Consider omitting unchunked dimensions from Key objects created with DatasetToChunks
shoyer opened this issue · 1 comments
Currently we have (from https://xarray-beam.readthedocs.io/en/latest/read-write.html):
with beam.Pipeline() as p:
p | xbeam.DatasetToChunks(ds, chunks={'time': 1000}) | beam.MapTuple(print_summary)
Key(offsets={'lat': 0, 'lon': 0, 'time': 0}, vars=None)
with <xarray.Dataset data_vars=['air'] dims={'lat': 25, 'time': 1000, 'lon': 53}>
Key(offsets={'lat': 0, 'lon': 0, 'time': 1000}, vars=None)
with <xarray.Dataset data_vars=['air'] dims={'lat': 25, 'time': 1000, 'lon': 53}>
Key(offsets={'lat': 0, 'lon': 0, 'time': 2000}, vars=None)
with <xarray.Dataset data_vars=['air'] dims={'lat': 25, 'time': 920, 'lon': 53}>
Should we instead omit lat
and lon
from these keys?
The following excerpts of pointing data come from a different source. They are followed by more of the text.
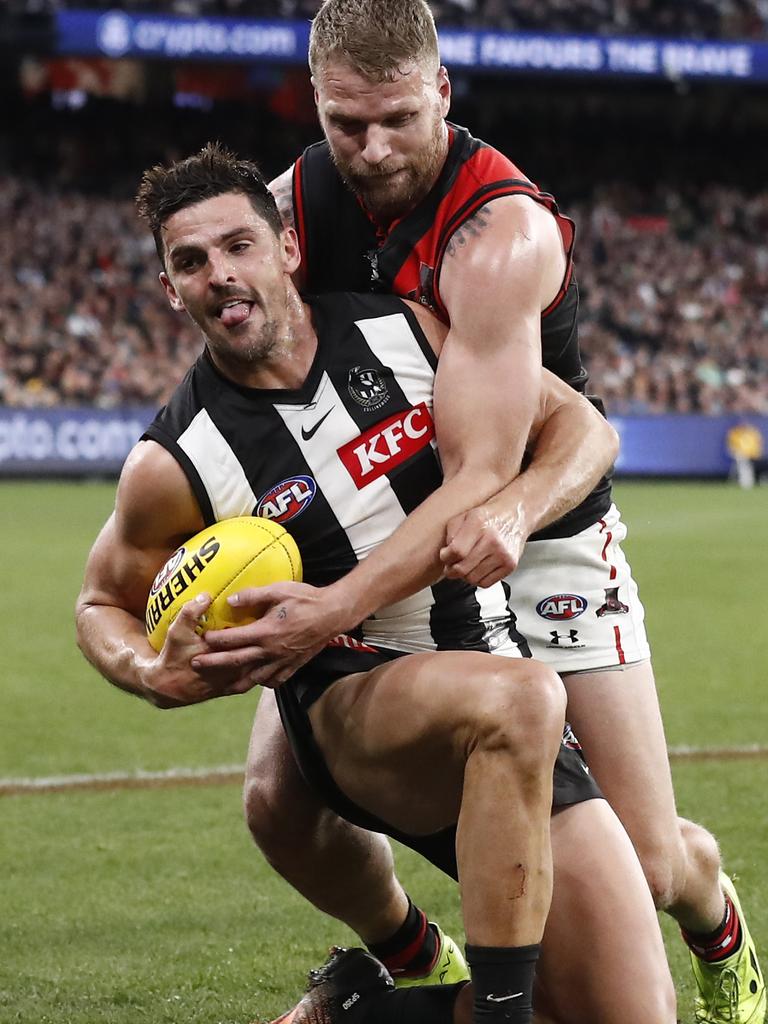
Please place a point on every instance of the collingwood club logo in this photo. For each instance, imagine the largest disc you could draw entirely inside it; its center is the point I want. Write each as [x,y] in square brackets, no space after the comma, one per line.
[368,388]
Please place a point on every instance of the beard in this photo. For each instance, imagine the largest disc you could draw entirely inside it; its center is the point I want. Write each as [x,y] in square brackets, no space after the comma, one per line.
[240,356]
[391,189]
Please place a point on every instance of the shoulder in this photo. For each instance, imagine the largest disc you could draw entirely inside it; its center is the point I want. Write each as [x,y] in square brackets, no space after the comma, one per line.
[155,504]
[282,188]
[434,330]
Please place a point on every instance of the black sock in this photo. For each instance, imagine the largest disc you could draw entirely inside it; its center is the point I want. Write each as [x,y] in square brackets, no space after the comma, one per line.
[503,979]
[430,1005]
[413,948]
[722,942]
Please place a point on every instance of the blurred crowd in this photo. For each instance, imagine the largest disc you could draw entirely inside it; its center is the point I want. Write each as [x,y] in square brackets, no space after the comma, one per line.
[698,18]
[674,301]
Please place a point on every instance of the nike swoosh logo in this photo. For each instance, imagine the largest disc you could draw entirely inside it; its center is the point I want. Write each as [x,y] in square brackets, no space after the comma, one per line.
[308,434]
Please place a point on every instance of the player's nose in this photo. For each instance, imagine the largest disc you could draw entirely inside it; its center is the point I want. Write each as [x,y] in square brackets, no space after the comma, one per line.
[220,269]
[376,146]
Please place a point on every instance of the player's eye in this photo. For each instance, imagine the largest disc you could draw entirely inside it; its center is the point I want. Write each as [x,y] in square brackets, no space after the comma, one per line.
[400,121]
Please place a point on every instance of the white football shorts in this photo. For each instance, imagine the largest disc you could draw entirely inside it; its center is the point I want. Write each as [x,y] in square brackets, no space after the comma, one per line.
[576,601]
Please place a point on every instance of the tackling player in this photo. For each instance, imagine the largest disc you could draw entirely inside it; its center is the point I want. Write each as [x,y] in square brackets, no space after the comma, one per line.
[397,199]
[453,745]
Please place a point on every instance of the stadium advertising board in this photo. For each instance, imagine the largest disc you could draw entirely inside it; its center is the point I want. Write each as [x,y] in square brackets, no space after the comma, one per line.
[118,34]
[93,442]
[68,441]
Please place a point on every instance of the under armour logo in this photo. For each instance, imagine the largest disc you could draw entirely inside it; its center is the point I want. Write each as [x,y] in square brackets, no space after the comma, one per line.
[569,639]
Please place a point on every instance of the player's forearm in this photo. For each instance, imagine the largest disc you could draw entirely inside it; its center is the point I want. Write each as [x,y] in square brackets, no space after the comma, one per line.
[409,560]
[573,450]
[115,642]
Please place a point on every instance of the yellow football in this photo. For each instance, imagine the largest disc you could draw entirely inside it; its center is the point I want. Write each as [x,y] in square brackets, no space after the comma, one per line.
[232,554]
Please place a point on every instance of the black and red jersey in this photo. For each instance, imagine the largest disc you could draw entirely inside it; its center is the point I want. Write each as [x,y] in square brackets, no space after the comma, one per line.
[343,249]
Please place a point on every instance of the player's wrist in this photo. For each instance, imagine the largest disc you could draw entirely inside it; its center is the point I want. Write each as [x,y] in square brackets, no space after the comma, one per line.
[342,601]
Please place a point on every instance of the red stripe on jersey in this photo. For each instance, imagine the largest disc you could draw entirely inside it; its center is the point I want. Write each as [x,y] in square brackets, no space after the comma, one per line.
[485,175]
[397,963]
[617,640]
[604,556]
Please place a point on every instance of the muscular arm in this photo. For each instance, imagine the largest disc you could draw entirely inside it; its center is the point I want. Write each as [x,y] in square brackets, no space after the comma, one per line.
[502,267]
[155,512]
[282,188]
[570,451]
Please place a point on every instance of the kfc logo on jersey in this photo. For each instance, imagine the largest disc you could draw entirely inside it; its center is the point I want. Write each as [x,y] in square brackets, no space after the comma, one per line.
[561,607]
[387,444]
[288,499]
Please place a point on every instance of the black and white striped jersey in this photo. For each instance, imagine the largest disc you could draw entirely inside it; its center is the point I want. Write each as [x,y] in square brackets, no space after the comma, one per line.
[340,462]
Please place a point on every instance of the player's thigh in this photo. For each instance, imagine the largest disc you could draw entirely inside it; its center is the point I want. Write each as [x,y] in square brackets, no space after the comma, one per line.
[396,739]
[616,718]
[273,781]
[602,957]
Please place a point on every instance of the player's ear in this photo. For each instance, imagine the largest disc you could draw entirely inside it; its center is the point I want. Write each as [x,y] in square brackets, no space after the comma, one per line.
[171,294]
[443,89]
[290,251]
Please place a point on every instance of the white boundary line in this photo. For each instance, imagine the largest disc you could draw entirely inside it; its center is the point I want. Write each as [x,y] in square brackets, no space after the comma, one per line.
[233,773]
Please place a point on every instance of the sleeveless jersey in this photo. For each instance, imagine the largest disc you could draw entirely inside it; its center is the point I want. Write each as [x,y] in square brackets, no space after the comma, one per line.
[342,248]
[340,462]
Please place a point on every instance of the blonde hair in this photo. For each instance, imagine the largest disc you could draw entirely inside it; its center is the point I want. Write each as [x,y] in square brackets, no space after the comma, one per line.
[377,38]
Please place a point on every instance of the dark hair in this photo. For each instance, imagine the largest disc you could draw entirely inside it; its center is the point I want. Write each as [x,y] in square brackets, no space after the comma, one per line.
[213,171]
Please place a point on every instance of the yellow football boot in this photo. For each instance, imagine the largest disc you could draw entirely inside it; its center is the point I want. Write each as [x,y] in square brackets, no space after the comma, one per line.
[731,991]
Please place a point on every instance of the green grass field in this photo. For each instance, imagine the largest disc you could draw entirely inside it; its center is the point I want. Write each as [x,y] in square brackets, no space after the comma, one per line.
[127,905]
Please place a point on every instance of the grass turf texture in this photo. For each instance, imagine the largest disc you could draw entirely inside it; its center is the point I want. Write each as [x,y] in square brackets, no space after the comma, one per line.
[131,905]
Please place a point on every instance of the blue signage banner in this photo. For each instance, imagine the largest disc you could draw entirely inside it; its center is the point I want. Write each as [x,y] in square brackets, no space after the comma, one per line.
[95,442]
[678,445]
[118,34]
[69,441]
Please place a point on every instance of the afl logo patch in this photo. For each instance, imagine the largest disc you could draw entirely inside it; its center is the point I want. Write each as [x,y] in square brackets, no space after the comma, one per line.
[168,569]
[288,499]
[368,388]
[561,607]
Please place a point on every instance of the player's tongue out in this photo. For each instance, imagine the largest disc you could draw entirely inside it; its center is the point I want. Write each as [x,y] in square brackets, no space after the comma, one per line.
[237,313]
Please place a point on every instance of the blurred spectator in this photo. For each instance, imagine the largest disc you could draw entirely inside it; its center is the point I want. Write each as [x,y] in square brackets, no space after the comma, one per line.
[694,18]
[744,443]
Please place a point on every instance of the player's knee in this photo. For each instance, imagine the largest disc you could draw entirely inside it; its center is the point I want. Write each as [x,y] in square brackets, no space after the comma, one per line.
[520,709]
[663,861]
[701,850]
[668,863]
[262,811]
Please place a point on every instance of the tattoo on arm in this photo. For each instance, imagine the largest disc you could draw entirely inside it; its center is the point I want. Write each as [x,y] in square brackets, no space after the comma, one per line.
[469,229]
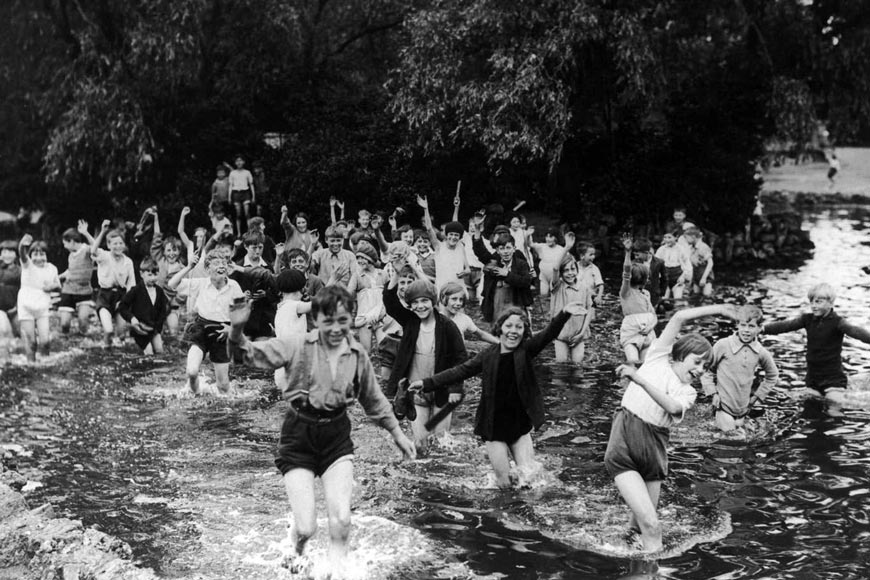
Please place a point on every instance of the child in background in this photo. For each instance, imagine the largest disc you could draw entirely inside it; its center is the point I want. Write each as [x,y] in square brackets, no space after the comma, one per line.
[550,257]
[146,307]
[570,344]
[511,403]
[10,282]
[114,274]
[430,343]
[38,279]
[825,332]
[452,304]
[242,192]
[76,293]
[327,370]
[166,254]
[731,373]
[658,396]
[207,332]
[637,331]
This is less explicit but also more flexible, e.g,. if replacing these dimensions entirely with different dimensions, you don't need to update the keys.
One of my original motivations for this is obviated by #50, which now allows us to handle variables in DatasetToChunks even if they don't include "chunked" dimensions.
It's still an open question whether this change would make Xarray-Beam more usable or not.
If we do not make this change, potentially we could enforce the invariant that key.offsets.keys() == dataset.dims.keys()
. This might be convenient for writing new transforms.